Je vis aussi que la famille devait s’être successivement accrue par des mariages, car je ne comptai pas moins de cinq huttes, toutes de construction récente, et ayant une apparence de solidité qu’on ne se serait pas attendu à trouver, lorsque les titres de propriété étaient si précaires. C’était du moins un indice qu’on n’avait pas l’intention de s’éloigner de sitôt. Il était probable que les plus âgés des fils et des filles étaient mariés, et que le patriarche voyait déjà une nouvelle génération de petits squatters s’élever autour de lui ; on apercevait quelques jeunes garçons qui rôdaient à l’entrée des habitations, et le moulin faisait ce bruit particulier qui avait attiré si particulièrement l’attention de Susquesus.

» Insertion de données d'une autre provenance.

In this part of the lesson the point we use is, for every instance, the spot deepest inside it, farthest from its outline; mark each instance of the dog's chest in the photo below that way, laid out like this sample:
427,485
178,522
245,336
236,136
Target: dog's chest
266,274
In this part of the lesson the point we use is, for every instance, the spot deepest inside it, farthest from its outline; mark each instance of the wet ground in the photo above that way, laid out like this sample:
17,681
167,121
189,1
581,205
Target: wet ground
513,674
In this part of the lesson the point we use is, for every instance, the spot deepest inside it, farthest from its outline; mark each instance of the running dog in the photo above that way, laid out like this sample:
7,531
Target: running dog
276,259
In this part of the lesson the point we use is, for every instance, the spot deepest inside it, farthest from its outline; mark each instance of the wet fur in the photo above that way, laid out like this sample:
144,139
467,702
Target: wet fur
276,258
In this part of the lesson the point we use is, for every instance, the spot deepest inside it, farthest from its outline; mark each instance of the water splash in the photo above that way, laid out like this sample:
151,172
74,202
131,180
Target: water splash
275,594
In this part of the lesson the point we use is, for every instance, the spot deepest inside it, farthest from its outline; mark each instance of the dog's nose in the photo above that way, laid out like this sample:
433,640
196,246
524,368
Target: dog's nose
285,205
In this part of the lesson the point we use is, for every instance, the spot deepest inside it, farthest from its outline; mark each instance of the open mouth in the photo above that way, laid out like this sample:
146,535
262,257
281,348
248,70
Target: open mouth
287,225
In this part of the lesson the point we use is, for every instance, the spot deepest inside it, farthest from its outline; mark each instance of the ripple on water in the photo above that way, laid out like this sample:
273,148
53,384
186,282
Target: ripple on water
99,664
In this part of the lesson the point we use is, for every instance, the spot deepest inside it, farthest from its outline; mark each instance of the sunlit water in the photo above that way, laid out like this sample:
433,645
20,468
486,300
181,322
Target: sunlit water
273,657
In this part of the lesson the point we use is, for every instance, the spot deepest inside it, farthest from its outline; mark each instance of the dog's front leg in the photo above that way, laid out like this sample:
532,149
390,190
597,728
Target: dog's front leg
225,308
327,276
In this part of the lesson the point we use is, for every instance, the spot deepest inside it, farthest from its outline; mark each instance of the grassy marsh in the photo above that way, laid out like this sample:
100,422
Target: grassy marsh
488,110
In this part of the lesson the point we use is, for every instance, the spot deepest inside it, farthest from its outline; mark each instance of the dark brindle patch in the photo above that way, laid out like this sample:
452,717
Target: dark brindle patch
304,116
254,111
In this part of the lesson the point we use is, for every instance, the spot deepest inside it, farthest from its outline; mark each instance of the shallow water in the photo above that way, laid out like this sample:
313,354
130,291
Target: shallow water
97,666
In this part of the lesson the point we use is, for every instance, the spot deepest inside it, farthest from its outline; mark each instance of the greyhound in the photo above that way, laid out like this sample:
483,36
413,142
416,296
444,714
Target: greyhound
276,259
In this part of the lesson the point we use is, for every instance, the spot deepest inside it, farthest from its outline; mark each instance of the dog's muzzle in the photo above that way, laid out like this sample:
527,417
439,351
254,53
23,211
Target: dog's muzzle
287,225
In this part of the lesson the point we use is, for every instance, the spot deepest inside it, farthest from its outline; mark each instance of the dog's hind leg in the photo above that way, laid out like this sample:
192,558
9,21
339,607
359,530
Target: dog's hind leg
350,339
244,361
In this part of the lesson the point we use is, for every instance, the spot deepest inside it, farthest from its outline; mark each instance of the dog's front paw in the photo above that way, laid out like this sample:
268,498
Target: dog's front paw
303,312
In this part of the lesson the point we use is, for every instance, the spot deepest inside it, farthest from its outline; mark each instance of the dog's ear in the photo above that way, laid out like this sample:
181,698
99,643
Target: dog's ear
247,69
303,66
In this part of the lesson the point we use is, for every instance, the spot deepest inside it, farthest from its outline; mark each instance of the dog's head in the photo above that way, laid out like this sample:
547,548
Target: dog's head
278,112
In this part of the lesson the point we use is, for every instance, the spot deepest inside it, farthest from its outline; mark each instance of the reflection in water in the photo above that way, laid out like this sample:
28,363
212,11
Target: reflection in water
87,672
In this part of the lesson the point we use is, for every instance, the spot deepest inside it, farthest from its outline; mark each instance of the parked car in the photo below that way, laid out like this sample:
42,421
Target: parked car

— Entrez, Sans-Traces, s’écria Mille-Acres avec une cordialité qui prouvait que s’il était prêt à prendre, il n’était pas moins prêt à donner ; — entrez aussi, vous son ami — je ne sais pas votre nom, mais peu importe. Il y a assez pour tous, et vous serez toujours le bienvenu. Tenez, voilà la mère, qui vous servira de bon cœur, et qui est aussi avenante qu’une fille de quinze ans.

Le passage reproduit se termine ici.